For \mathbf{f}^{\prime}(t)=t \mathbf{i}+t^{3} \mathbf{j} and \mathbf{f}(0)=\mathbf{i}-2 \mathbf{j}, calculate \mathbf{f}(t).
Chapter 2
Q. 3.6
Step-by-Step
Verified Solution
We first find that
\mathbf{f}(t)=\int \mathbf{f}^{\prime}(t) d t=\left(\frac{t^{2}}{2}+C_{1}\right) \mathbf{i}+\left(\frac{t^{4}}{4}+C_{2}\right) \mathbf{j}=\frac{t^{2}}{2} \mathbf{i}+\frac{t^{4}}{4} \mathbf{j}+\mathbf{C}.

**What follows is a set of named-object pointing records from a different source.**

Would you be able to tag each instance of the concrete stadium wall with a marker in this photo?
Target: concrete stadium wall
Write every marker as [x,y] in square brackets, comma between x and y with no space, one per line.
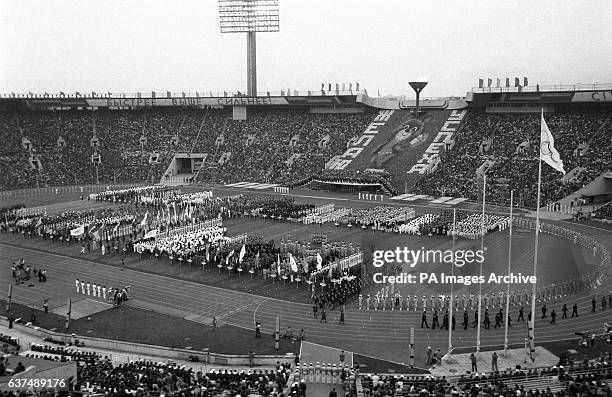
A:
[140,349]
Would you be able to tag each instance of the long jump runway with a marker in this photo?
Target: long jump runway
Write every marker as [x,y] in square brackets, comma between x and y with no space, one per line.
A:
[381,334]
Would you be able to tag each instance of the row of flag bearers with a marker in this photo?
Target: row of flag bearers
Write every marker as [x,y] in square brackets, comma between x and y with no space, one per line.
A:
[389,301]
[100,291]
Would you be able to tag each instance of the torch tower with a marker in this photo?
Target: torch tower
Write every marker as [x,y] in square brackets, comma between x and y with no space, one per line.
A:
[249,16]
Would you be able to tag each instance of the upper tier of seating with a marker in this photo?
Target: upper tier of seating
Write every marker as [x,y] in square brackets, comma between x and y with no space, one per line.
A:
[261,147]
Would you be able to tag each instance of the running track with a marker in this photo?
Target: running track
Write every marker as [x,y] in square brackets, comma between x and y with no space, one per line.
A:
[382,334]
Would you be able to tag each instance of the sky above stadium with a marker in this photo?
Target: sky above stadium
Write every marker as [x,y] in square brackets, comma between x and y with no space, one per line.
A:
[137,45]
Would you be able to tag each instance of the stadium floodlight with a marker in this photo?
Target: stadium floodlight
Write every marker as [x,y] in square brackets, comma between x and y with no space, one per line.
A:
[249,16]
[418,86]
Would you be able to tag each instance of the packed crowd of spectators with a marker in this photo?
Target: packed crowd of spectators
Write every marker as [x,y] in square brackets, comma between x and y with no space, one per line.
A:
[354,177]
[516,168]
[309,139]
[100,375]
[260,146]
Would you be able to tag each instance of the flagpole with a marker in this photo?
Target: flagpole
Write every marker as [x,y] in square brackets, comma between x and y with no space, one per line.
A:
[535,254]
[484,195]
[450,316]
[509,266]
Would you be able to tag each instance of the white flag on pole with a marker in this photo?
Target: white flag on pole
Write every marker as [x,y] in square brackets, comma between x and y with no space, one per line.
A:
[78,231]
[242,253]
[548,152]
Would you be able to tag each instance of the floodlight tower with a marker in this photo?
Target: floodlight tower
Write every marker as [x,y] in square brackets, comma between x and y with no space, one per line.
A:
[418,86]
[249,16]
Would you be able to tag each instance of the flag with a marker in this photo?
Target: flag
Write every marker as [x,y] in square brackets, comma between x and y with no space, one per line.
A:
[229,256]
[151,234]
[292,263]
[68,313]
[548,153]
[144,220]
[242,253]
[9,298]
[78,231]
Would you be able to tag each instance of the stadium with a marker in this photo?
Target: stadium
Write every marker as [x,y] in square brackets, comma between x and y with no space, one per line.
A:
[319,242]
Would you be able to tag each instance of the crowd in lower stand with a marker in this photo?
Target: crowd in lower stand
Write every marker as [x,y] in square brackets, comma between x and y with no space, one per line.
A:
[563,379]
[99,374]
[511,141]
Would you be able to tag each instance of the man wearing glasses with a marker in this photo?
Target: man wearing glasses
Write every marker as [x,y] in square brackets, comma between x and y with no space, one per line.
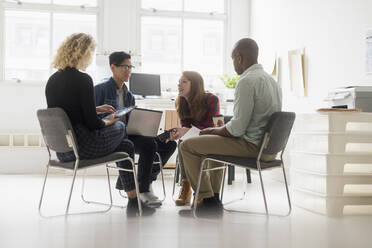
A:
[115,93]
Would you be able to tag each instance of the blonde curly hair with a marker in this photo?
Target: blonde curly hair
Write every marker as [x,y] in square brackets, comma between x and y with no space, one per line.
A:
[76,51]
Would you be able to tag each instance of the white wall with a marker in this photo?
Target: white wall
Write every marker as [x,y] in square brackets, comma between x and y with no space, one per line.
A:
[332,33]
[120,24]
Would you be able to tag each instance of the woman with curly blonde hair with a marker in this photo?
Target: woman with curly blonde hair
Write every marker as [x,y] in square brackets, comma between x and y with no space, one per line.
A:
[72,90]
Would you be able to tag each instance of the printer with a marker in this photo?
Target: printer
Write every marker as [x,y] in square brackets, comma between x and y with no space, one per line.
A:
[351,97]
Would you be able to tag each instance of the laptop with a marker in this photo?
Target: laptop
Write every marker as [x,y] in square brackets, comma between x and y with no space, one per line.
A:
[144,122]
[122,112]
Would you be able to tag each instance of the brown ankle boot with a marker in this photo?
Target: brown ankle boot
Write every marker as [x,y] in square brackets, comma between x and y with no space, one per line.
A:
[185,194]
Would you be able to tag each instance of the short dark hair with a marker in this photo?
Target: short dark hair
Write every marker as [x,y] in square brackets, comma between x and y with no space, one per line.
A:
[117,57]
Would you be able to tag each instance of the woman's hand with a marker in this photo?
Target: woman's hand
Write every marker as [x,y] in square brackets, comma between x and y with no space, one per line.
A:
[209,130]
[178,133]
[105,109]
[109,120]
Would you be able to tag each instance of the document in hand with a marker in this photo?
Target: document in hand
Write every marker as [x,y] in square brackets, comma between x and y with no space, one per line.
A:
[193,132]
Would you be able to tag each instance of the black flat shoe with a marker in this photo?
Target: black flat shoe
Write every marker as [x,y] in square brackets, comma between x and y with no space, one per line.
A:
[133,211]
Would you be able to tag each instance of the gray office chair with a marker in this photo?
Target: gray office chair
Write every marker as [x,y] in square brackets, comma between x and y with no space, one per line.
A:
[59,137]
[230,168]
[274,141]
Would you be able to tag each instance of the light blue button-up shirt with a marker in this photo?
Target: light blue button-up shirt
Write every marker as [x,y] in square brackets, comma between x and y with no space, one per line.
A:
[257,97]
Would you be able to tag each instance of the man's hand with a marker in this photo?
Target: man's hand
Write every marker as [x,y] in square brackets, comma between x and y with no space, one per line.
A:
[109,120]
[178,133]
[105,109]
[221,131]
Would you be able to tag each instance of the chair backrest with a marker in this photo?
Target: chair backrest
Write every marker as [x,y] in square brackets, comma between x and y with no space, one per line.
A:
[278,130]
[55,125]
[227,118]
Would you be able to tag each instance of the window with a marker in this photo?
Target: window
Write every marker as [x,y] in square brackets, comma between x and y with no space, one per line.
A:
[183,35]
[34,30]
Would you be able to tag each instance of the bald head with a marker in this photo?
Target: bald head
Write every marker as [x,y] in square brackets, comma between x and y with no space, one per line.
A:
[244,54]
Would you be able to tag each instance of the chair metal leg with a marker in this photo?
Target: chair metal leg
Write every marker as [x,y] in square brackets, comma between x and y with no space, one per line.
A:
[223,181]
[248,172]
[176,173]
[135,167]
[43,189]
[162,176]
[230,174]
[286,187]
[96,202]
[263,191]
[71,189]
[198,188]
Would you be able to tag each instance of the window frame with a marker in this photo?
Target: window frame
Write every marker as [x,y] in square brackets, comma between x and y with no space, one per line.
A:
[51,9]
[191,15]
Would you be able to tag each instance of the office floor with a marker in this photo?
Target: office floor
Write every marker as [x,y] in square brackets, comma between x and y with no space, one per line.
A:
[21,226]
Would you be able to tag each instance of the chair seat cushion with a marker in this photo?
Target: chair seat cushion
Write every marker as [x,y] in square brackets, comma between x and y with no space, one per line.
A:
[249,163]
[90,162]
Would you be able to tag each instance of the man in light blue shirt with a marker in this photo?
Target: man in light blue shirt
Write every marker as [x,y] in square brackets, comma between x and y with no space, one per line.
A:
[257,97]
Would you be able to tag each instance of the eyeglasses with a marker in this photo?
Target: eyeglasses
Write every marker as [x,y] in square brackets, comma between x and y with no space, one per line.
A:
[126,67]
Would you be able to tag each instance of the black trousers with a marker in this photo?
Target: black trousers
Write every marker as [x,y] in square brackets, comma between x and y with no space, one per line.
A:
[146,147]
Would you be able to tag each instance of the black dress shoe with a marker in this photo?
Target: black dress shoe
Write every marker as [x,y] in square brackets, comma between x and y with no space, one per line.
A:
[133,211]
[208,208]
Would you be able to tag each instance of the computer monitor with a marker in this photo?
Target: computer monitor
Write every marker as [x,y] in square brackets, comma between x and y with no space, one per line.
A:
[145,84]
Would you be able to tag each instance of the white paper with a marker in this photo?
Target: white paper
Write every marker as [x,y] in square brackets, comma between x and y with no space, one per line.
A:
[193,132]
[296,72]
[369,52]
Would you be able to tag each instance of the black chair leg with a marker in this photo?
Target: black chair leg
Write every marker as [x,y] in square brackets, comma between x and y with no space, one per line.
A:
[249,179]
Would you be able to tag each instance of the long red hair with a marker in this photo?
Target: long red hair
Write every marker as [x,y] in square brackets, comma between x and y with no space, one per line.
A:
[195,107]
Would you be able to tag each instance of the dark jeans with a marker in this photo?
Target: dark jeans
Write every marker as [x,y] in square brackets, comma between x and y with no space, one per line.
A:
[146,147]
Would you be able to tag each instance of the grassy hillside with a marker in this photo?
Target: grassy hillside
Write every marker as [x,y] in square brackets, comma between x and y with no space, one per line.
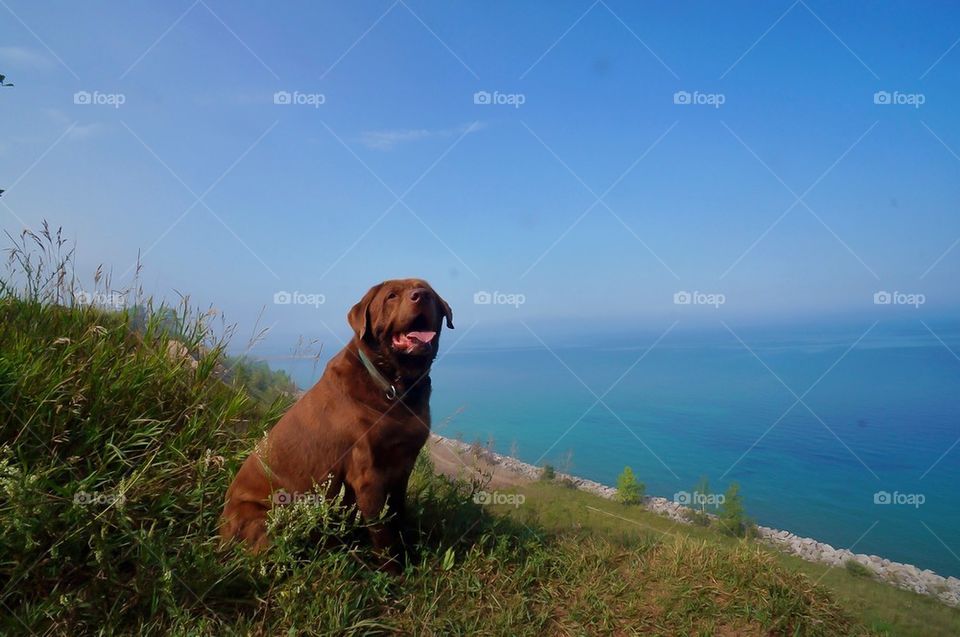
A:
[115,456]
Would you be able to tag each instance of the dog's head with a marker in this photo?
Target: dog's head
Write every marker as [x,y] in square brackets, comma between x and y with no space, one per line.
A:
[400,320]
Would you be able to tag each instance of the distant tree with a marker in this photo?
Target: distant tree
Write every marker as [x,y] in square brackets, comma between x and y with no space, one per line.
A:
[629,491]
[733,517]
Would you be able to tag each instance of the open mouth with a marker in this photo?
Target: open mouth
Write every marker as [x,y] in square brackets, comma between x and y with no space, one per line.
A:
[416,339]
[415,342]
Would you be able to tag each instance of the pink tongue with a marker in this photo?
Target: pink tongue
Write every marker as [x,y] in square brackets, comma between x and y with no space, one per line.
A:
[423,337]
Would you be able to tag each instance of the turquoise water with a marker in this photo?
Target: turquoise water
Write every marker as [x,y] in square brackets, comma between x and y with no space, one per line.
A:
[880,420]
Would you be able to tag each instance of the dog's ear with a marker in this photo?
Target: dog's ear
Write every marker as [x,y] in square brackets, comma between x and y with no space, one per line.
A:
[359,315]
[447,312]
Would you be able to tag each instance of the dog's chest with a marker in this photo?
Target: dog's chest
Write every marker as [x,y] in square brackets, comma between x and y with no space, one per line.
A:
[399,441]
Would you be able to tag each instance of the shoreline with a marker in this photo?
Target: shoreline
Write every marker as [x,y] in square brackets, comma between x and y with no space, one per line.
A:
[905,576]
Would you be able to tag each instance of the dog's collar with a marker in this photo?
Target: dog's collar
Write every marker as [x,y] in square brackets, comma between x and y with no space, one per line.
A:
[390,390]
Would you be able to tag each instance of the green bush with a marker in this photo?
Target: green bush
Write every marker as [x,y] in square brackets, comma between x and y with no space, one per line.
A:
[629,491]
[732,518]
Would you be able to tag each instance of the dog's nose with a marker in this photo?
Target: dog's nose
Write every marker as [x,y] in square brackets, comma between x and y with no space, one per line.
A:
[417,293]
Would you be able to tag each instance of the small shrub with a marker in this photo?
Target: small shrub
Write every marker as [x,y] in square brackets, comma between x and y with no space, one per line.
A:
[733,517]
[857,569]
[629,491]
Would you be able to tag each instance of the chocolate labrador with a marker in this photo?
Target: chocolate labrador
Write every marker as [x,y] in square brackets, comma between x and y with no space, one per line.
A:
[360,427]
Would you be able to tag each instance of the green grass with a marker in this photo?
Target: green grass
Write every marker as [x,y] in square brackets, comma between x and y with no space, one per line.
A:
[880,607]
[90,403]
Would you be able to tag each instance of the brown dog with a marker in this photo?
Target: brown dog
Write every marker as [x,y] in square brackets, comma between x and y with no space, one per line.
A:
[361,426]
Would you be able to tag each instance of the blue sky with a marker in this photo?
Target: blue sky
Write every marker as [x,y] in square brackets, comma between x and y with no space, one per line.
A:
[597,198]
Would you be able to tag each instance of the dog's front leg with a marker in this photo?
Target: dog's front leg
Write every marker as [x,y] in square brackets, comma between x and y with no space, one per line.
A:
[371,492]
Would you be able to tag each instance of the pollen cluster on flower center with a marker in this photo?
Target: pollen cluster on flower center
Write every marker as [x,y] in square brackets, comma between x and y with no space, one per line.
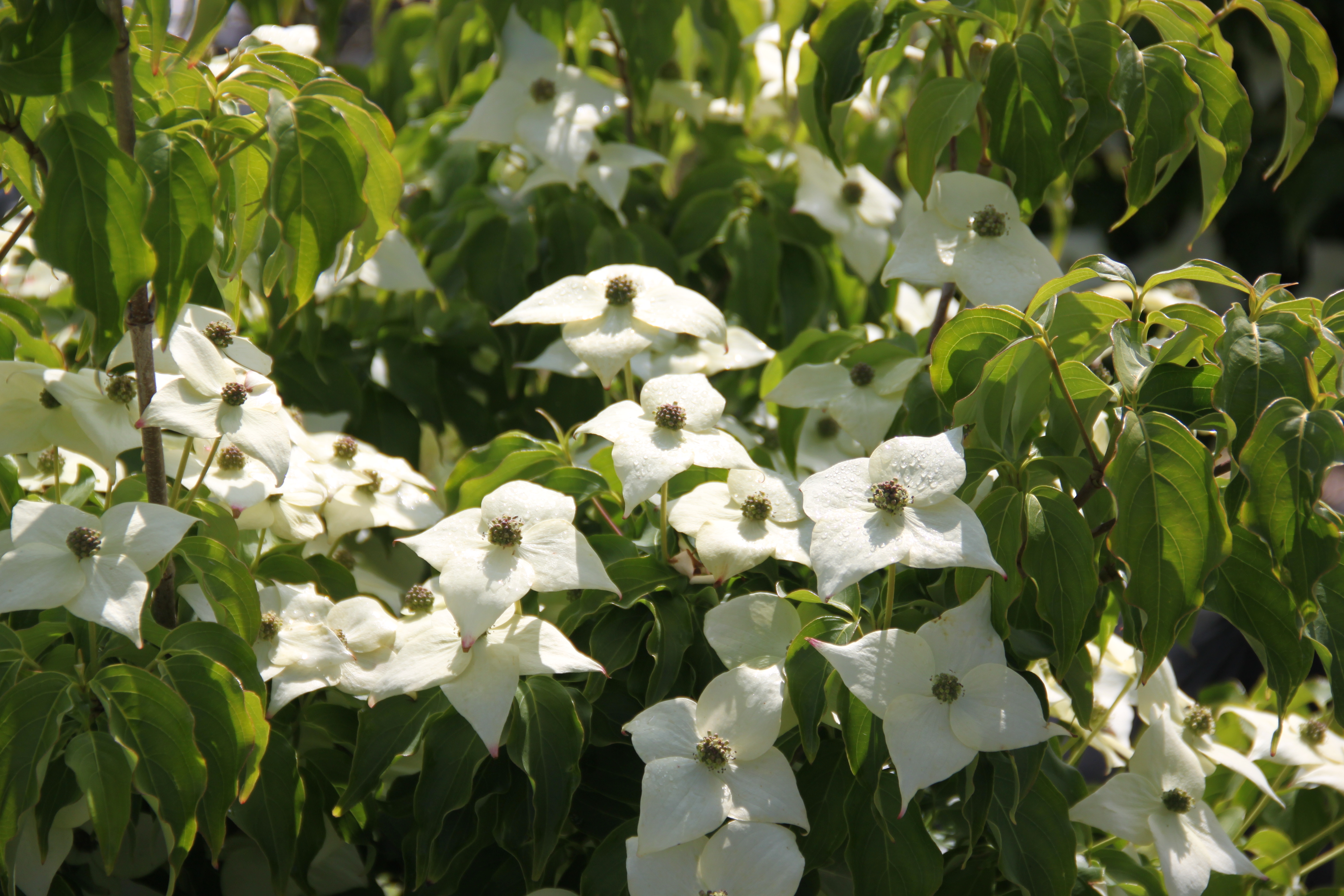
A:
[346,448]
[1178,801]
[419,598]
[234,394]
[757,507]
[990,222]
[542,91]
[269,626]
[83,542]
[889,496]
[1199,721]
[670,417]
[219,334]
[713,751]
[122,389]
[947,688]
[620,291]
[506,533]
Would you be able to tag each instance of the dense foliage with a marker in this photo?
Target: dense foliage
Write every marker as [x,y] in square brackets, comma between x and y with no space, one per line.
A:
[654,448]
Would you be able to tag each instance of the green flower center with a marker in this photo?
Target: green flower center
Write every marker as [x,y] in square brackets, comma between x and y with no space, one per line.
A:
[757,507]
[990,222]
[506,533]
[713,751]
[1178,801]
[947,688]
[889,496]
[83,542]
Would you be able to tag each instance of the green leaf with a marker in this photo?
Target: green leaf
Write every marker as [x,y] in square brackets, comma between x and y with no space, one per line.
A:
[181,225]
[104,772]
[155,725]
[967,343]
[1160,104]
[53,49]
[1170,526]
[30,722]
[1029,115]
[226,582]
[385,733]
[1058,557]
[1250,597]
[224,735]
[1285,461]
[552,748]
[1263,361]
[316,186]
[91,223]
[944,108]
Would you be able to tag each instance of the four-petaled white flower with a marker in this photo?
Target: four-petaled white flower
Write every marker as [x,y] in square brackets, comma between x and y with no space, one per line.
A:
[742,859]
[539,103]
[714,759]
[673,429]
[740,523]
[95,567]
[479,683]
[214,400]
[862,398]
[855,207]
[1160,801]
[898,506]
[970,233]
[944,694]
[521,539]
[615,314]
[296,649]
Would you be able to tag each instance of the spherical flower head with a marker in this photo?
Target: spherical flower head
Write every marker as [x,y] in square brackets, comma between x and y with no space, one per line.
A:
[889,496]
[990,222]
[419,600]
[233,394]
[861,374]
[1178,801]
[670,417]
[219,334]
[757,507]
[713,751]
[506,533]
[84,542]
[346,448]
[232,458]
[122,389]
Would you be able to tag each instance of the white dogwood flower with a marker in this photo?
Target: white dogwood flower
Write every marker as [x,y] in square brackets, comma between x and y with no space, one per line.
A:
[1160,801]
[673,429]
[714,759]
[92,566]
[742,859]
[480,682]
[970,233]
[613,314]
[944,694]
[214,400]
[521,539]
[607,170]
[296,649]
[862,398]
[539,103]
[855,207]
[898,506]
[740,523]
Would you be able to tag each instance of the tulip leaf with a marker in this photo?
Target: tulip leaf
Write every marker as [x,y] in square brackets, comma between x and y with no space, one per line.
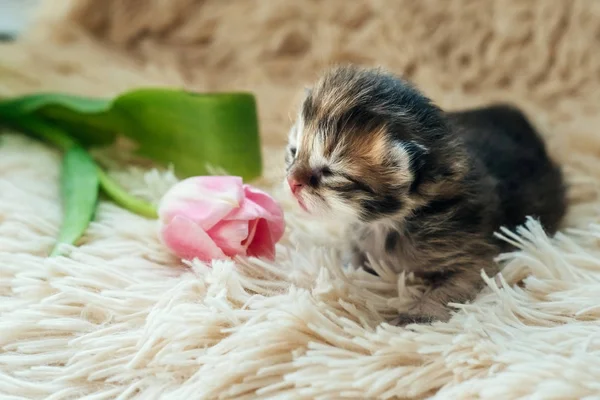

To evaluate \mathbf{C}, we substitute the value t = 0 into (10) to find that \mathbf{f}(0)=\mathbf{C}=\mathbf{i}-2 \mathbf{j}, so that
\mathbf{f}(t)=\frac{t^{2}}{2} \mathbf{i}+\frac{t^{4}}{4} \mathbf{j}+\mathbf{i}-2 \mathbf{j}=\left(\frac{t^{2}}{2}+1\right) \mathbf{i}+\left(\frac{t^{4}}{4}-2\right) \mathbf{j}.